Da sempre l’Anmil (Associazione fra Lavoratori Mutilati e Invalidi del Lavoro) sostiene che la sicurezza sui luoghi di lavoro non si ottiene solo con il rispetto della normativa, ovvero adottando tutte le precauzioni e fornendo i lavoratori dei dispositivi di protezione individuale previsti dalla Legge.
Lo afferma il vicepresidente nazionale Anmil, il tarantino Emidio Deandri, sottolineando che «è altrettanto necessario garantire ai dipendenti quella condizione di serenità sul posto di lavoro che permette loro di concentrarsi, senza distrarsi pensando magari al mutuo da pagare senza stipendio, o, peggio, alle angherie subite mentre si lavora.

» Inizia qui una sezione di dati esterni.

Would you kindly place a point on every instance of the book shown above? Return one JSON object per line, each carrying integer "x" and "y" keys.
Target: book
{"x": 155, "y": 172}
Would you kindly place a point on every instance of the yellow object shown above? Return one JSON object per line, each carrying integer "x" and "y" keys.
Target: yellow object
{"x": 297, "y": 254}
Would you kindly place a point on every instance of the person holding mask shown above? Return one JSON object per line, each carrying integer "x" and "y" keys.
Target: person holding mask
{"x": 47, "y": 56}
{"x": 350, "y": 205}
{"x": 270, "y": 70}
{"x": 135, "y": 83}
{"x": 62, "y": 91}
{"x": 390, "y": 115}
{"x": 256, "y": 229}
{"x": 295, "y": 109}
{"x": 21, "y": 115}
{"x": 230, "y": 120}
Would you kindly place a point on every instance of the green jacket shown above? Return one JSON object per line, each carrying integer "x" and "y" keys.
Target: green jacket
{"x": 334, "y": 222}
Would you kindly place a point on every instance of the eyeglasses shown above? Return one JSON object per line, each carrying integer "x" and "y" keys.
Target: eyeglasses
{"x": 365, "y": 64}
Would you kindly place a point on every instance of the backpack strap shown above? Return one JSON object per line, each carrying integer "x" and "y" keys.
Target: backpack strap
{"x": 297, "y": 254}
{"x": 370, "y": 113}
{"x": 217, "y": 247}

È un malessere psicologico che fa vivere male il malcapitato arrivando persino a creare quell’attimo di distrazione che può provocare un incidente sul lavoro».
Questo accade sovente nelle aziende private, in cui troppo spesso imprenditori avidi sacrificano la tutela del lavoratore alle logiche del profitto, ma non dovrebbe mai accadere in un ente pubblico.
«Per questo ci lascia basiti, per usare un eufemismo – continua Emidio Deandri – apprendere della recente sentenza del Giudice dr. Lorenzo De Napoli della Sezione Lavoro del Tribunale di Taranto, che ha riconosciuto al dipendente C.G.F. il diritto ad essere risarcito nella misura di € 43.846,26 per danno biologico differenziale e morale, con interessi legali e diritto al rimborso di spese mediche, per danni a lui causati dalla condotta mobbizzante perpetrata da parte del datore di lavoro; il malcapitato è stato assistito dagli Avvocati Maria Luigia Tritto e Cataldo Tarricone, che da lustri assistono legalmente l’Anmil Taranto, contro il Comune di Roccaforzata».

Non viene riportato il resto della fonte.